In diesem Güterstand findet während der Ehe kein Vermögensausgleich statt. Erst beim Tod eines Ehepartners, der nach den gesetzlichen Regelungen die Ehe beendet, wird ein pauschaler Zugewinnausgleich von einem Viertel der Erbschaft berücksichtigt (§ 1371 Abs. 1 BGB). Dieser erhöht die gesetzliche Erbquote des überlebenden Ehepartners. Neben Kindern erbt daher der letztlebende Ehepartner in der Regel die Hälfte des Nachlasses. Wenn keine Kinder vorhanden sind und Verwandte der zweiten Ordnung erbberechtigt sind, erhält der überlebende Ehepartner in der Regel drei Viertel des Nachlasses.
Wenn Ehepaare ehevertraglich Gütertrennung vereinbaren, entfällt der pauschale Zugewinnausgleich. Der überlebende Ehepartner erbt deshalb grundsätzlich nur die Hälfte des Nachlasses, wenn Kinder vorhanden sind. Gibt es mehr als zwei Kinder, kann sich die Erbquote sogar weiter reduzieren, da der Nachlass nach Köpfen verteilt wird. Für das Grundstück nebst Haus kann dies bedeuten, dass der Ehepartner nur Miteigentümer wird und sich mit mehreren Erben abstimmen muss.

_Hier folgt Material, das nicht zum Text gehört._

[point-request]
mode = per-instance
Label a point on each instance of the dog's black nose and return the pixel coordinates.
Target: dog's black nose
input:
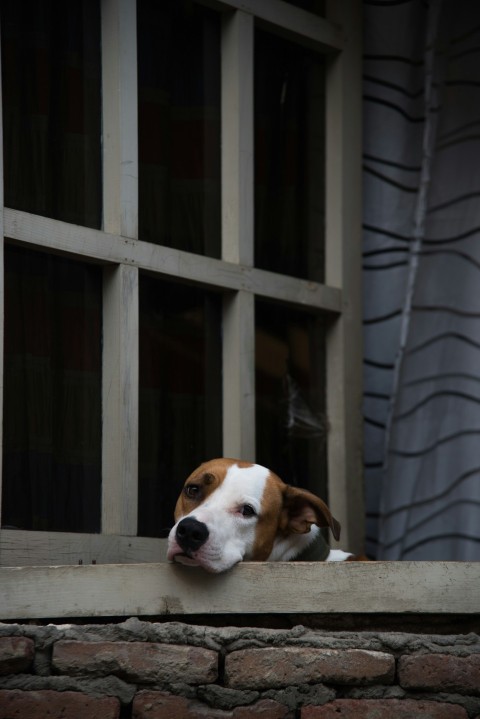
(191, 534)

Bei der Gütergemeinschaft verschmelzen die Vermögen beider Ehegatten zu einem Gesamtgut, sofern für besondere Vermögensgegenstände nichts Abweichendes festgelegt wurde oder es sich um sogenanntes Sondergut handelt. Nach dem Tod eines Ehepartners fällt zunächst die Hälfte desGesamtguts automatisch dem überlebenden Ehepartner zu. Die andere Hälfte wird vererbt und nach der gesetzlichen Erbfolge verteilt. Für ein Haus nebst Grundstück bedeutet dies, dass der überlebende Ehepartner in jedem Fall mindestens Eigentümer zur Hälfte bleibt, während die andere Hälfte unter den gesetzlichen Erben aufgeteilt wird.
Eine oft übersehene, aber entscheidende Frage ist, wer als Eigentümer im Grundbuch eingetragen ist. Nur der Eigentumsanteil des Verstorbenen fällt in den Nachlass und wird vererbt. Stand der Verstorbene allein im Grundbuch, wird das gesamte Hausgrundstück Teil der Erbmasse. Gehörte das Grundstück mit aufstehendem Haus beiden Ehepartnern zu gleichen Teilen, was häufig der Fall ist, fällt nur die Hälfte des Verstorbenen in den Nachlass. Die andere Hälfte verbleibt im Eigentum des überlebenden Partners. Dieser wird dann durch die Erbschaft entweder Alleineigentümer oder bildet zusammen mit den Miterben eine Erbengemeinschaft bezüglich der geerbten Haushälfte.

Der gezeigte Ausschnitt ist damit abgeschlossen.